Le président sénégalais Bassirou Diomaye Faye a mis fin aux fonctions de son Premier ministre, Ousmane Sonko, ainsi qu’à celles de l’ensemble des membres du gouvernement. La décision a été annoncée dans la soirée du vendredi 22 mai 2026 par le secrétaire général de la Présidence, Oumar Samba Ba, lors d’une déclaration diffusée par la Radio Télévision Sénégalaise (RTS).
Selon le communiqué officiel, le chef de l’État a signé le décret n°2026-1128 portant révocation du Premier ministre. Cette décision entraîne automatiquement la cessation des fonctions des ministres et secrétaires d’État. Le gouvernement sortant est toutefois chargé d’assurer l’expédition des affaires courantes jusqu’à la mise en place d’une nouvelle équipe gouvernementale.
Cette annonce intervient quelques heures seulement après le passage d’Ousmane Sonko devant l’Assemblée nationale. Répondant aux questions des députés, celui qui occupait jusque-là la Primature avait reconnu l’existence de divergences avec le président de la République. Il avait notamment affirmé ne pas être « un Premier ministre qui obéit aveuglément », tout en estimant que ces désaccords n’entravaient pas le fonctionnement de l’État.
Depuis plusieurs mois, les relations entre les deux principales figures de l’exécutif sénégalais semblaient se dégrader. Des divergences politiques, de plus en plus visibles, avaient alimenté les spéculations sur une éventuelle rupture. Début mai, lors d’un entretien accordé à la presse, Bassirou Diomaye Faye avait d’ailleurs laissé entendre qu’il pourrait se séparer de son Premier ministre s’il venait à perdre sa confiance en lui.
Peu après l’annonce de son limogeage, Ousmane Sonko a réagi sur les réseaux sociaux. Dans un message publié sur sa page Facebook, il a déclaré : « Ce soir, je dormirai le cœur léger ».
Figure majeure de la scène politique sénégalaise, Ousmane Sonko avait joué un rôle déterminant dans l’accession au pouvoir de Bassirou Diomaye Faye en 2024. Empêché de se présenter à l’élection présidentielle de mars de la même année, il avait porté la candidature de son ancien collaborateur, devenu par la suite président de la République.
Pour plusieurs observateurs, cette rupture ouvre une nouvelle séquence politique au Sénégal.
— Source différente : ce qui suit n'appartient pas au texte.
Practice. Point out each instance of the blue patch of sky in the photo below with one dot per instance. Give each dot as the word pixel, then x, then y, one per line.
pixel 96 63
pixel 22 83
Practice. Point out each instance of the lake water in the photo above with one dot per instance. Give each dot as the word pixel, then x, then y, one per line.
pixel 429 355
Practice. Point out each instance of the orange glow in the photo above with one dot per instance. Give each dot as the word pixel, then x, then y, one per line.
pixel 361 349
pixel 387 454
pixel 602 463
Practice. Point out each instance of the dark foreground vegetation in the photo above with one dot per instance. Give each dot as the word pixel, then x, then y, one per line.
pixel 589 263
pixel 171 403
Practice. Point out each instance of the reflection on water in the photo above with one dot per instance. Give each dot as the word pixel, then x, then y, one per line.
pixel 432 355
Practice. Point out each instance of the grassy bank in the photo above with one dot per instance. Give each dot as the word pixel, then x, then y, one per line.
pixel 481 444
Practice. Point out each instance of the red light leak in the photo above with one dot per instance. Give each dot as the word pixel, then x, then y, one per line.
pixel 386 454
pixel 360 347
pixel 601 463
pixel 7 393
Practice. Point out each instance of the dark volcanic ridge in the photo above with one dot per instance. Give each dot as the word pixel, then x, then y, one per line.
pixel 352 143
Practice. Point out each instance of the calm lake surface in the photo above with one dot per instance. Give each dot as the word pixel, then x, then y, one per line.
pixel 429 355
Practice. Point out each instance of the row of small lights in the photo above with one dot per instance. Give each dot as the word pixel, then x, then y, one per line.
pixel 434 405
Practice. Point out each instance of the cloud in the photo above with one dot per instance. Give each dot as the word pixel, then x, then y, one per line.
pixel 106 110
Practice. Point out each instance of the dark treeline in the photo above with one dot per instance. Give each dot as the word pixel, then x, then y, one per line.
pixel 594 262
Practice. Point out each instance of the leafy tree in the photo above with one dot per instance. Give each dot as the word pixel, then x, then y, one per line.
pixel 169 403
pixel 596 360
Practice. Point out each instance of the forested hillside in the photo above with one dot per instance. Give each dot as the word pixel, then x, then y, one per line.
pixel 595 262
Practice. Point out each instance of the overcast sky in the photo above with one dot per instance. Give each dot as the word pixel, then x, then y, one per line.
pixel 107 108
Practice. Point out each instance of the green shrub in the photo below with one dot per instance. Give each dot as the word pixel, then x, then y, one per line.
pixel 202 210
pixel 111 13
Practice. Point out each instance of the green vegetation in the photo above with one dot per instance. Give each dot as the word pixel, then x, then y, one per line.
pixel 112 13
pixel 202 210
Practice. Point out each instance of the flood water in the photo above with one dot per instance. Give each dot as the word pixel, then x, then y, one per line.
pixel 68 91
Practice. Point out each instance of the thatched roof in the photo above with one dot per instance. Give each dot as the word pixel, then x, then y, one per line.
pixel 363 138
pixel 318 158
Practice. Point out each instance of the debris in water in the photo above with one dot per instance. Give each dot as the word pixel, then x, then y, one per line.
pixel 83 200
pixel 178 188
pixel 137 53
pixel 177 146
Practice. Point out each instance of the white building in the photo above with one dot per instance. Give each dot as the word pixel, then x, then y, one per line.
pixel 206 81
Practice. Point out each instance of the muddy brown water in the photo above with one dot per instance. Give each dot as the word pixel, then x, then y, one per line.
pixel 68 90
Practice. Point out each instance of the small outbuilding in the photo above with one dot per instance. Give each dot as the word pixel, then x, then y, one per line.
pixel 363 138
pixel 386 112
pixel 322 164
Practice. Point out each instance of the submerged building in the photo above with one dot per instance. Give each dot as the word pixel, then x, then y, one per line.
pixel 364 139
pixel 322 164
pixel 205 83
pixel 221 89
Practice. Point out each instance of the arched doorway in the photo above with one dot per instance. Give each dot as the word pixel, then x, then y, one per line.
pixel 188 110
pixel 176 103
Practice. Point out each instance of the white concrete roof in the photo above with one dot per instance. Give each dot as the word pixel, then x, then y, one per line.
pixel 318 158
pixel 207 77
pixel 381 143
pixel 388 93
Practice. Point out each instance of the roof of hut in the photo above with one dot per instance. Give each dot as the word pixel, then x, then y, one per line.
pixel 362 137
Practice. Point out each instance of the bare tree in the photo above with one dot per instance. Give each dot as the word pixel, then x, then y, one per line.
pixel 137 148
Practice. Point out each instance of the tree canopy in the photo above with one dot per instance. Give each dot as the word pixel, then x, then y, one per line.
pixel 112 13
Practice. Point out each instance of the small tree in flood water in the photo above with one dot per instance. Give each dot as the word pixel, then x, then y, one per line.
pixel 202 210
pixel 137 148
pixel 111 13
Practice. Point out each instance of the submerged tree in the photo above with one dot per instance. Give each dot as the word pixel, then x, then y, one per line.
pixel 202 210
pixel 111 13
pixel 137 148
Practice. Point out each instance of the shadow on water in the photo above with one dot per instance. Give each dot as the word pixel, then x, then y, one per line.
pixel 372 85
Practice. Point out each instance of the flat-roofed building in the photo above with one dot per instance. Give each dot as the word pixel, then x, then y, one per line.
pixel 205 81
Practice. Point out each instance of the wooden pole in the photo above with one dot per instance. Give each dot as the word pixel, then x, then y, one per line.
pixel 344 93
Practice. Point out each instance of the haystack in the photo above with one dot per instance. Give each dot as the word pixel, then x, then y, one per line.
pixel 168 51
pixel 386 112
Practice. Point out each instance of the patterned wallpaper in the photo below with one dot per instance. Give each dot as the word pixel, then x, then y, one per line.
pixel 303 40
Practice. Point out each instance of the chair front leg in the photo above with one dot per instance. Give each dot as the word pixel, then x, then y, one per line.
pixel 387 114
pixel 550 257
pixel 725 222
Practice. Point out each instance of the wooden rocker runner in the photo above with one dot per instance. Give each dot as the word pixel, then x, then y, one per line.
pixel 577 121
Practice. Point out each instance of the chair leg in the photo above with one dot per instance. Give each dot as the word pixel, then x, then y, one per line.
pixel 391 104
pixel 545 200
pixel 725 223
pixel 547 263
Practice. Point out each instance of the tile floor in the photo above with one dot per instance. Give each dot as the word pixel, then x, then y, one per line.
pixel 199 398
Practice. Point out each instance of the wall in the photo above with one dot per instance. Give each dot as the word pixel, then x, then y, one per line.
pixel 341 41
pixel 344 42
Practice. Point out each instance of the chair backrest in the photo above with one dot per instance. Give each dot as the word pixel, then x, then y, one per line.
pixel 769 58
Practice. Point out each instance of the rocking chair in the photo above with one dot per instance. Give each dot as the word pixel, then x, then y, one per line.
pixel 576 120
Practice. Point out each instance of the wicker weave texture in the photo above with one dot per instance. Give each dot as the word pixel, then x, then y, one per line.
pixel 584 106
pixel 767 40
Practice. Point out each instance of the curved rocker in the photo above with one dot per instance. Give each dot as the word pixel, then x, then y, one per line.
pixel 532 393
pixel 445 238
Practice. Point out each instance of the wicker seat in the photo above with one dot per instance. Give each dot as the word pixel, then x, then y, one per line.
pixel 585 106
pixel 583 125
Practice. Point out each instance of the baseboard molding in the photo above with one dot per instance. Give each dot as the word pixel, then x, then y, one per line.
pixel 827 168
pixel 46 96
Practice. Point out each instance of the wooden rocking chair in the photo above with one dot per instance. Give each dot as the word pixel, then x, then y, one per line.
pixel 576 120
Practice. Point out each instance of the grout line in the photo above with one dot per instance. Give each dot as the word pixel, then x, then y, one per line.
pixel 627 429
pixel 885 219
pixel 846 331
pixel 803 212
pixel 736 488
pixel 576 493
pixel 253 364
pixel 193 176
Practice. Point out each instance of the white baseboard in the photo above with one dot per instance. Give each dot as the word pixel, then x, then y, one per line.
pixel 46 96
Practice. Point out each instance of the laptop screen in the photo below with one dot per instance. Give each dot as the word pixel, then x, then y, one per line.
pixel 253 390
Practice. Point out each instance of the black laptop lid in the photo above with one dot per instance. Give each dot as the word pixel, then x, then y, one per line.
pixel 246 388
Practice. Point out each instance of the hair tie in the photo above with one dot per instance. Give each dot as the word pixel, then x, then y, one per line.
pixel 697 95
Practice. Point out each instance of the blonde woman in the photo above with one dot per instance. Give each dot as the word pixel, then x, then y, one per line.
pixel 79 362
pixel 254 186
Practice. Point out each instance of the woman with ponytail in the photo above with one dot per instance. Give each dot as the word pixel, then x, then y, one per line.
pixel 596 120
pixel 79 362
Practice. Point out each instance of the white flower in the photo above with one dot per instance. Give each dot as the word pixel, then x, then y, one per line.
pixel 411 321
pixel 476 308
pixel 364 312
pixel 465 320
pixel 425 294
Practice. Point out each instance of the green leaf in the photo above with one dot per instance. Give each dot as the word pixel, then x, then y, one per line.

Le professeur Maurice Soudieck Dione, spécialiste de science politique à l’Université Gaston-Berger de Saint-Louis, estime que les deux hommes devront désormais redéfinir leurs stratégies politiques respectives. Selon lui, les prochaines échéances électorales, notamment les élections locales de 2027 et la présidentielle de 2029, pourraient accentuer les rivalités entre les camps présidentiel et parlementaire.
Cette décision marque ainsi un tournant majeur dans la vie politique sénégalaise et pourrait avoir des répercussions importantes sur l’équilibre des institutions dans les mois à venir.